Police officials estimated about 50,000 demonstrators took to the streets at the rally’s peak in the early afternoon.
Police had prepared for an anticipated 100,000 people, and a ground force of officers on foot, bicycles, and motorcycles were making patrols.
Two people were arrested, one for vandalism and one for public drunkenness, Los Angeles Police Officer Cleon Joseph said.
“Overall, everything was extremely peaceful,” Joseph said. “Very well done by everybody.”
Organizers handed out T-shirts that read, “Legalize Arizona” and “Boycott Arizona.” Marchers waved American flags, along with many from other countries, including Mexico, the Philippines, Nicaragua, and Guatemala.
David Cho, an illegal immigrant from Korea and a student at the University of California, Los Angeles, drew loud cheers when he said he dreamed of joining the Air Force and becoming a U.S. senator.
“I feel like I’m living inside an invisible prison cell,” he said.
Many came to protest Arizona’s new law requiring local and state law enforcement officers to question people about their immigration status if there’s reason to suspect they’re in the country illegally.
“If they see someone with black hair and a Latino face, they’re going to stop you without any reason and ask for your papers,” said Eleazar Cruz, 37, a Los Angeles bartender from Mexico who paid a smuggler $300 to cross the border illegally in San Diego in 1985 and later became a legal resident. “It’s crazy.”
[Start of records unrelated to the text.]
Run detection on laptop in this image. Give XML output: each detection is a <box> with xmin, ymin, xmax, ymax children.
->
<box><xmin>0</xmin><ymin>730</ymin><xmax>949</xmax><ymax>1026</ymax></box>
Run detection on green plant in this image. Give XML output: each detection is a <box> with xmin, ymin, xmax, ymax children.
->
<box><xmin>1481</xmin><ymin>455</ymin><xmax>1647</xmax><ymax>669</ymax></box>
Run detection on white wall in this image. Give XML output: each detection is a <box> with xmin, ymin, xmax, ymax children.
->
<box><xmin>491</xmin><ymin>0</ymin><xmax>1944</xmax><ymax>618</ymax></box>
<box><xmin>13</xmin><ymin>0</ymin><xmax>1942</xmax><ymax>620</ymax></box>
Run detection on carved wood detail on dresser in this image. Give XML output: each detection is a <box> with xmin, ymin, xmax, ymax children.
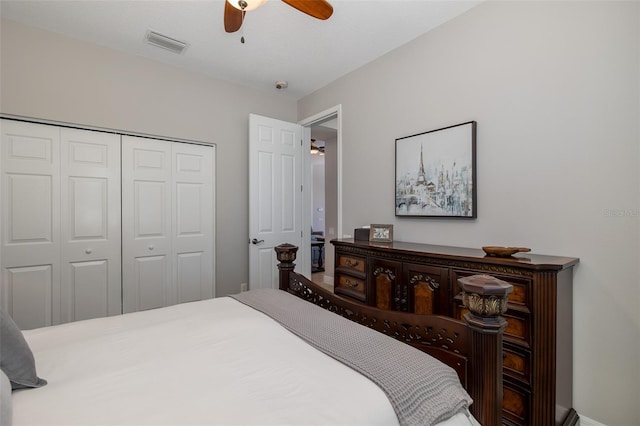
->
<box><xmin>332</xmin><ymin>238</ymin><xmax>579</xmax><ymax>426</ymax></box>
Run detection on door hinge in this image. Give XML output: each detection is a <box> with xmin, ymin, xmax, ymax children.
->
<box><xmin>301</xmin><ymin>184</ymin><xmax>303</xmax><ymax>192</ymax></box>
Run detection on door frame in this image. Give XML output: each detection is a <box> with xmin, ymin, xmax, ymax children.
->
<box><xmin>299</xmin><ymin>105</ymin><xmax>343</xmax><ymax>280</ymax></box>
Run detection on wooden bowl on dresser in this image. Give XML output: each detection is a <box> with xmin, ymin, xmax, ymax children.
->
<box><xmin>482</xmin><ymin>246</ymin><xmax>531</xmax><ymax>257</ymax></box>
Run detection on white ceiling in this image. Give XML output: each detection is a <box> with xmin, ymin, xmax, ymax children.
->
<box><xmin>0</xmin><ymin>0</ymin><xmax>480</xmax><ymax>100</ymax></box>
Cruz participated in a massive May 1 pro-immigration march in 2006 — upset at the time by a proposed federal crackdown on illegal immigration — but was too busy to attend the annual marches since then. The Arizona law brought him back. “We’re angry,” he said.
Oswaldo Osorio, an illegal immigrant from Mexico whopaid his smuggler $150 to cross the border in San Diego 18 years ago, turned out with his wife, also in the United States illegally, and their two U.S.-born daughters. All four waved American flags.
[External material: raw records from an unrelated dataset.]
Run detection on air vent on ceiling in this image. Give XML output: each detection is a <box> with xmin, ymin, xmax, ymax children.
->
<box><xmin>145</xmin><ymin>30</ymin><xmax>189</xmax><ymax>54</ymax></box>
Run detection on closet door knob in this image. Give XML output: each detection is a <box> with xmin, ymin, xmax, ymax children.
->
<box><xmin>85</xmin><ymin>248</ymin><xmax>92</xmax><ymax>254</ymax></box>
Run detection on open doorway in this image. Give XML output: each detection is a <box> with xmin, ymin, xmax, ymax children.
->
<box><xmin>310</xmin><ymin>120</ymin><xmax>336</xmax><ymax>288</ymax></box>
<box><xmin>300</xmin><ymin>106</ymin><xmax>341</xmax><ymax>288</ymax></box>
Osorio, 38, said his family wanted to make a statement for giving immigrants legal status and protesting Arizona’s law.
Benjamin Hernandez, 44, attended his first political rally since coming to the United States illegally 10 years ago. He lived in Arizona for two years after paying a smuggler $1,200 to walk across the desert, then moved to Ventura to join his father, where he works in construction.
Hernandez said his nephews in Arizona are upset by the law but won’t leave the state.
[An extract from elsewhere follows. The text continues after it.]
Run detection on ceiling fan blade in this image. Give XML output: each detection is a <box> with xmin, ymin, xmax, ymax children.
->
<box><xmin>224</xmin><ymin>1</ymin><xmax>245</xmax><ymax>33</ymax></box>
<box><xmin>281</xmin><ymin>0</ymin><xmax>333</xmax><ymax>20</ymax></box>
“I won’t go visit them,” he said. “They can come visit me. After working so hard, why would I want to lose everything?”
There were few dissenting voices. Demonstrators ignored a man who stood silently on a sidewalk as they walked past him with a sign that read, “Balance the Budget. Deport Illegal Aliens.”
In San Francisco, a crowd believed to be in the thousands marched through the Mission District to a rally at the city’s Civic Center.
Police were out in force, lining the route as the noisy crowd chanted and carried signs reading “Full Rights For All Immigrants” and “Arizona’s Racist Law, We Say No!”
Juan Carlos Esteban, 37, a member of the United Service Workers West union, said he felt the need to protest the Arizona legislation.
“That’s a step backward for the whole nation,” he said of the law. “It’s a human rights issue.”
Noe Madrigal, 32, came out with 15 friends. He said that only two of them were in the country legally.
“That new law in Arizona is very unfair,” Madrigal said. “That’s racism.” ♦
Associated Press writer Sudhin Thanawala contributed to this report from San Francisco.